Un ancien docteur du XV de France dénonce le dopage chez les Bleus
TOURNOI DES VI NATIONS•«L'Express» s'est procuré les bonnes feuilles d'une enquête à paraître de Pierre Ballester, journaliste spécialiste de la lutte contre le dopage...J.L.
Après avoir aidé à déboulonner le mythe Lance Armstrong dans L.A. confidential, Pierre Ballester, journaliste-enquêteur spécialiste de la lutte antidopage, s'attaque au rugby. Dans son ouvrage à paraître le 5 mars, Rugby à Charges, dont l'Express publie les bonnes feuilles, il dénonce les pratiques douteuses avec l'aide, entre autres, d'un ancien médecin du XV de France, Jacques Mombet, qui a officié entre 1975 et 1995. Extraits.
Les années 80 et les cachets d'amphétamines dans les assiettes
Quand il entre en fonction dans les années 60, Mombet, en charge dans un premier temps des joueurs du grand Agen, assiste à l'arrivée des amphétamines, qu'on retrouve jusque dans les menus d'avant-match. «Comme c'était généralisé, je l'ai vu en équipe de France. Ils avaient chacun leur pilule devant leur assiette lors du repas d'avant match. En fait, ça dépendait des matchs et de leurs circonstances. Si la rencontre était importante, s'il y avait une revanche à prendre». Par exemple lors du deuxième test-match contre les All Blacks en 86, à Nantes, après lequel les dirigeants néo-zélandais se seraient officiellement émus auprès de l'IRB, surpris par la métamorphose soudaine de leur adversaire.

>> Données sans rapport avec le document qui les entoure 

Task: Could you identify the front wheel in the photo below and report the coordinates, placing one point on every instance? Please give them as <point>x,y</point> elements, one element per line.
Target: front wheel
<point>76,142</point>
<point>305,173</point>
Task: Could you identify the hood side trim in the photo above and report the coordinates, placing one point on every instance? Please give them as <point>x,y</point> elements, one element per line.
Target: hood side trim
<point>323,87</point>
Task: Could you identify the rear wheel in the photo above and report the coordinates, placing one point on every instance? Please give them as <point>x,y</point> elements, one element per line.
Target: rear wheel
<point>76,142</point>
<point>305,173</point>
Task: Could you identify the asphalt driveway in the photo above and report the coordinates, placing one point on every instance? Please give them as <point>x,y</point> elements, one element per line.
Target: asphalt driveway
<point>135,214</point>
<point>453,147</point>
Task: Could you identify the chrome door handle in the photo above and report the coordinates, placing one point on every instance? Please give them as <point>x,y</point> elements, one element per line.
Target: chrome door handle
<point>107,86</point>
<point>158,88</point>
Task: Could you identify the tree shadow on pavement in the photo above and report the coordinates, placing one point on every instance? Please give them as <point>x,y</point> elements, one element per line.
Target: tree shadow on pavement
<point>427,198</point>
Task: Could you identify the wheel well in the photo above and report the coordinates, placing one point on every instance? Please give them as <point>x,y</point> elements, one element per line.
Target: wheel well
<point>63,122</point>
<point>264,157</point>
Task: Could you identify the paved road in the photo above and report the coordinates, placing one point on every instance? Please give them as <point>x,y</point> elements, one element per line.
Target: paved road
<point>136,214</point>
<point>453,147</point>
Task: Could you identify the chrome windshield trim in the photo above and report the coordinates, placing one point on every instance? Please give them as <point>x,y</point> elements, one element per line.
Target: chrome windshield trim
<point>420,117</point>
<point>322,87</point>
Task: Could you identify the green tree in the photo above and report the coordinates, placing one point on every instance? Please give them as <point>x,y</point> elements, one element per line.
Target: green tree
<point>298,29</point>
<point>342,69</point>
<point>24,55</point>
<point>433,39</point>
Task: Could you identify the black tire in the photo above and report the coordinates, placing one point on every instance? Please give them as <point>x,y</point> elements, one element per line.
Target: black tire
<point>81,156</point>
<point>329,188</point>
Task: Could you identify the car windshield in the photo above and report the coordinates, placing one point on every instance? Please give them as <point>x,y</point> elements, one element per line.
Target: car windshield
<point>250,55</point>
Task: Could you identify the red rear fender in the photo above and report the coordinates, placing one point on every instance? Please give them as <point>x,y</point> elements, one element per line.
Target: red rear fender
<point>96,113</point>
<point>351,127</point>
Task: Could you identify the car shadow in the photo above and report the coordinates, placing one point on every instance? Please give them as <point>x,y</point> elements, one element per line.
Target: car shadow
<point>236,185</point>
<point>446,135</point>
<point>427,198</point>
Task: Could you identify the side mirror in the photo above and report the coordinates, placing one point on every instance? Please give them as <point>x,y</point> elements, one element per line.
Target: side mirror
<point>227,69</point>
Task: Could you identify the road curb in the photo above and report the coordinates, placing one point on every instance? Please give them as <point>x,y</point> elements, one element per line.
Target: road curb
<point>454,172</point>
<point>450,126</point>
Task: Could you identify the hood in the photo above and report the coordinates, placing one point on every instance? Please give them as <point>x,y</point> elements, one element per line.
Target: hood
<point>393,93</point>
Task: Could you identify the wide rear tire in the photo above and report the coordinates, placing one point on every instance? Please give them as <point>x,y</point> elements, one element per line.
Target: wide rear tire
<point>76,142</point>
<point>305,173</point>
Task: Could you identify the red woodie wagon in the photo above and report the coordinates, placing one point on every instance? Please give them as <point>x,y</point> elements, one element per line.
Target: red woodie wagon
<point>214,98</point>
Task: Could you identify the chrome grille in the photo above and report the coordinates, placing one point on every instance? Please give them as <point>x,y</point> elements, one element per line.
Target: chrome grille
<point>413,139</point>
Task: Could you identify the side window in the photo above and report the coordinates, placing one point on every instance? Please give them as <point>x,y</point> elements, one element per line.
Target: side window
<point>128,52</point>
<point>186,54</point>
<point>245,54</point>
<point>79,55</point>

Les années 90 et les ordonnances bidons des médecins
Avec la professionnalisation du rugby, le dopage légal, si monte aussi en gamme, parfois organisé et couvert par les médecins eux-mêmes. Le docteur Mombet cite l'exemple du fameux match contre l'Afrique du Sud en 1997, largement perdu par le XV de France. «Dans les heures qui précédaient la rencontre, il était question de contrôles antidopage et cette indiscrétion était revenue aux oreilles du staff sud-africain. Une heure environ avant le coup d'envoi, leur médecin m'accoste dans les couloirs des vestiaires. Il sort alors de sa mallette une liasse de papiers. C'était des ordonnances motivées. Il y en avait une grosse dizaine l'époque, les autorisations d'usage à des fins thérapeutiques n'existaient pas et les médecins pouvaient alors prescrire ces ordonnances motivées pour authentifier le recours à des produits interdits (ici de l'EPO). Je n'en ai jamais vu autant».